In a few moments, you will bring these
forward for our common ministry in the coming year here at St. Francis. These pledges demonstrate our loyalty and
proclaim our faith. They are signs that
we have seen and know how good God has been to us. They are a humble return for His abundant
grace.
[1]
Appelbaum, Binyamin. “Mnuchim Doesn’t
Endorse Placing Harriet Tubman on the New $20 Bill.” The New York Times, 31 Aug. 2017, https://www.nytimes.com/2017/08/31/us/politics/mnuchin-harriet-tubman-jackson-money.html?_r=0
[2] Green,
Michael. The Message of Matthew. Leicester: IVP, 200, 223.
[3] I
Tim. 2:5-6.
[4] Qtd.
in Thomas Aquinas, Catena Aurea, Gospel
of Matthew 22:15-22. http://www.lectionarycentral.com/trinity23/CatenaAurea.html
[5]
Rom. 12:18.
[6] c.f.
Augustine, Sermon XL.
Very nice Mark. Thank you for posting this.

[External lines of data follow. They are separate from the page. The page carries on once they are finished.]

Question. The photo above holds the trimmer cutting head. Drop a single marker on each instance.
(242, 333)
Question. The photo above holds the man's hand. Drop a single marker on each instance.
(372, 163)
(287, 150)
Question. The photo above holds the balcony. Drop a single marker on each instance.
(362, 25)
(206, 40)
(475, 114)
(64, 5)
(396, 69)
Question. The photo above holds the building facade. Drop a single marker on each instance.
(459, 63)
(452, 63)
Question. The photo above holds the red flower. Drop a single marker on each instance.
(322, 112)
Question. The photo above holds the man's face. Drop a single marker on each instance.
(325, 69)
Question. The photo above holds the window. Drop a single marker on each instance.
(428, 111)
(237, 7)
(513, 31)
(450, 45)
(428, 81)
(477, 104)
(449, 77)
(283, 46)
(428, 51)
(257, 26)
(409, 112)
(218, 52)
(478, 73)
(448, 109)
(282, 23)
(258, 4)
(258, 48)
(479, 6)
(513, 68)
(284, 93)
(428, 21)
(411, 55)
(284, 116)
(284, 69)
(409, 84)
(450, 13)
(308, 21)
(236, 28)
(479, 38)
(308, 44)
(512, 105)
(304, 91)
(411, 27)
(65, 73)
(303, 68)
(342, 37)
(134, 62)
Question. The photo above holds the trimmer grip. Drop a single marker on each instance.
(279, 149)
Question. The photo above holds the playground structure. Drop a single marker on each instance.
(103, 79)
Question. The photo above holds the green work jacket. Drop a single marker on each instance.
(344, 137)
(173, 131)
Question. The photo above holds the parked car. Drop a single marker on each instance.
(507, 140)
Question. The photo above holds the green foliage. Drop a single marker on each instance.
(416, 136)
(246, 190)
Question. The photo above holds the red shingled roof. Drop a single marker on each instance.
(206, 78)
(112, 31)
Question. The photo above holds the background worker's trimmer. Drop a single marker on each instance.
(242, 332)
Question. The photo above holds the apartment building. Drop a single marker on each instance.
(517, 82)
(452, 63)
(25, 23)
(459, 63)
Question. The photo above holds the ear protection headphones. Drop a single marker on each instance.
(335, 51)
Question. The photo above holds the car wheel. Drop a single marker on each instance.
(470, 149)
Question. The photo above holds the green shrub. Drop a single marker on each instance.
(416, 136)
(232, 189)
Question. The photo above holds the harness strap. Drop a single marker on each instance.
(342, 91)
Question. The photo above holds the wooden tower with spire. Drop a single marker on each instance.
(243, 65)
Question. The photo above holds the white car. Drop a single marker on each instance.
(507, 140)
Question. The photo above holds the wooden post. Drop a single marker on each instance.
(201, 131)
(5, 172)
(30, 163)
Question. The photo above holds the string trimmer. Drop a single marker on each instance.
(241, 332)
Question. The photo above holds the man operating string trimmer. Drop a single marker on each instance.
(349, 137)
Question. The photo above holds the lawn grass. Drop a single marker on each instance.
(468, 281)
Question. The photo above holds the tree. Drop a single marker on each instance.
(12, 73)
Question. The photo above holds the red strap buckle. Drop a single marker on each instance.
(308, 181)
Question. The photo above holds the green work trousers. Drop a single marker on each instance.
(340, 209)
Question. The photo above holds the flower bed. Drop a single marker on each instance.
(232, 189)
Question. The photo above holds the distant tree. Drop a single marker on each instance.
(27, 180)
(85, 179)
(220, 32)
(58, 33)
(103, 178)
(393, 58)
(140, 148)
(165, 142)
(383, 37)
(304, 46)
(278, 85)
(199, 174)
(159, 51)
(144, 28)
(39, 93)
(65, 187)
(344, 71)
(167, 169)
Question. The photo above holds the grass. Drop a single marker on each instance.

ReplyDeleteExcellent sermon, Father Mark. We do make a conscious choices between the world and God by how we distribute those things of value we have in our control. Since we can take nothing material with us, our judgment will largely be based on our stewardship of all our talents. Jesus makes this plain in the passage on which your sermon was based, and you make plain what Jesus meant.